Oggi 25 aprile in tutta Italia è la Festa di Liberazione. Con questa data la storia ci ricorda la fine dell’occupazione tedesca in Italia, del regime fascista e della Seconda Guerra Mondiale che lasciò sul campo milioni di morti tra soldati e civili.
In tutta Italia, bandiere tricolore, bande musicali, politici e cravatte in prima linea in qualcosa che è diventata più una consuetudine che un vero render onore alla Libertà. Qualcosa che ci dimentichiamo non appena torniamo nelle nostre case, accendiamo la tv e magari acquisiamo per osmosi il pensiero di qualcun altro.
Anche se molti di noi non li hanno vissuti, quelli della Seconda Guerra Mondiale sono stati i tempi delle vere e pesanti privazioni, dei razionamenti del cibo e dei crampi allo stomaco, dell’annullamento delle libertà personali e di pensiero, di credo religioso e di orientamento sessuale.

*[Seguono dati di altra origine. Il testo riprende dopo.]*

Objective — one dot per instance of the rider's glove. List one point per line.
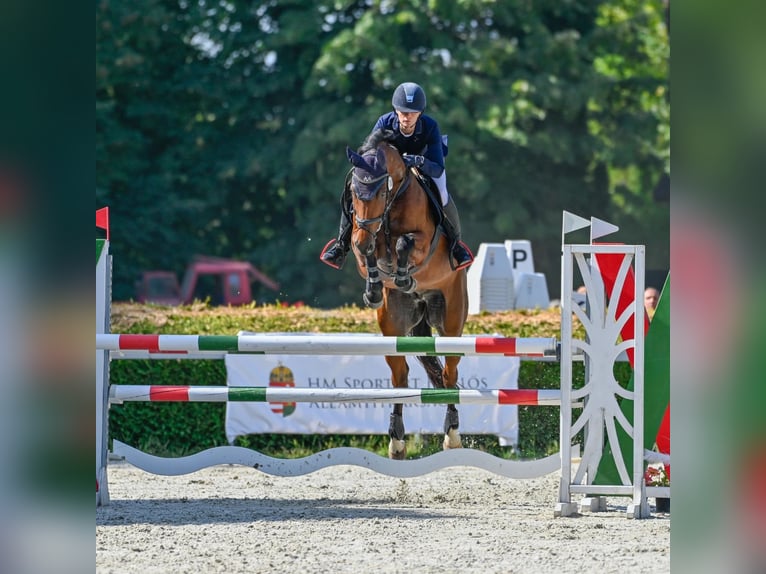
(413, 160)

Dovevi necessariamente essere sano e robusto, politicamente allineato, convintamente maschio o convintamente femmina e cattolico praticante. Guai a essere di un colore diverso dal bianco candido: i manganelli neri erano sempre pronti e venivano a battere alla tua porta e ombre scure apparivano dietro la finestra. Stai sicuro che erano guai.
Ora sì, abbiamo tutto, ma abbiamo la sensazione che ci manchi sempre qualcosa, è l’epoca dei bisogni infiniti e dell’invidia materiale. Abbiamo sì la libertà di comprare tutto quello che vogliamo, ma siamo obbligati a farlo tra i prodotti che ci vengono imposti dalla moda del momento e dal meccanismo perverso che crea falsi bisogni per venderci un nuovo prodotto diventato improvvisamente ‘indispensabile’.
È una prigione mentale autocostruita attorno a noi stessi che, ogni giorno che passa, diventa sempre più stretta e soffocante. Siamo liberi di muoverci dove vogliamo fino a quando la catena che ci tiene legata la caviglia all’albero non diventa troppo tesa.
Ma questa prigione può scomparire in un momento se solo lo vogliamo. Basta un click di pensiero, un interruttore che si accende e che ci fa alzare la testa verso un cielo azzurro, un campo di grano giovane e verdissimo e un mare color turchese. La libertà è forse una questione mentale ed è proprio nella mente che possiamo liberarci e trovare un sentiero nuovo da percorrere.
Se ci pensiamo, forse la vera libertà è non essere mentalmente dipendenti da niente e da nessuno, avere bisogno del meno possibile per vivere, delle scarpe comode, una t-shirt e dei jeans, una borraccia d’acqua e della frutta fresca e la voglia di andare a vedere come il mondo e la natura costruiscono spettacoli irripetibili ogni secondo che passa.
In realtà, non so bene cosa sia la libertà, a volte mi sento libero e a volte no, è una parola troppo difficile da ben intendere e quindi da raccontare. Qualcosa su cui scrittori e filosofi hanno dedicato vite ma che, alla fine, nessuno è riuscito mai a definire per bene, forse perché implica una visione soggettiva, una parola che nella sua rara bellezza dice tutto e non dice niente, se non la facciamo realmente nostra.
Penso che – per vedere l’effetto che fa – ognuno dovrebbe applicarla su se stesso la Libertà, cucirsela addosso, perché lo sappiamo bene che tutti, davanti allo specchio della vita, avvertiamo distintamente quando il nostro cuore e la nostra anima sono realmente liberi, non possiamo mentire a noi stessi. Quando succede è una nota d’improvviso intonata lì dove prima c’era un fastidioso rumore di fondo.
Se è vero questo, forse solo nella natura, lontano il più possibile dai marchingegni costruiti dall’uomo moderno, che ci possiamo sentire liberi, protetti e felici, col cuor contento, con la vita perfettamente allineata al meccanismo meraviglioso della Terra che nulla sbaglia e che tutto valorizza.
Anche l’essere umano che, nel suo cammino di liberazione, decide di abbandonarsi a essa e di lasciarsi trasportare lì in un luogo senza tempo e senza spazio, capisce che la libertà non è più una semplice parola, ma è una condizione esistenziale nella quale diventa libero di scegliere. E così succede che, senza pensarci neppure, alla guerra sanguinosa preferisce la pace duratura.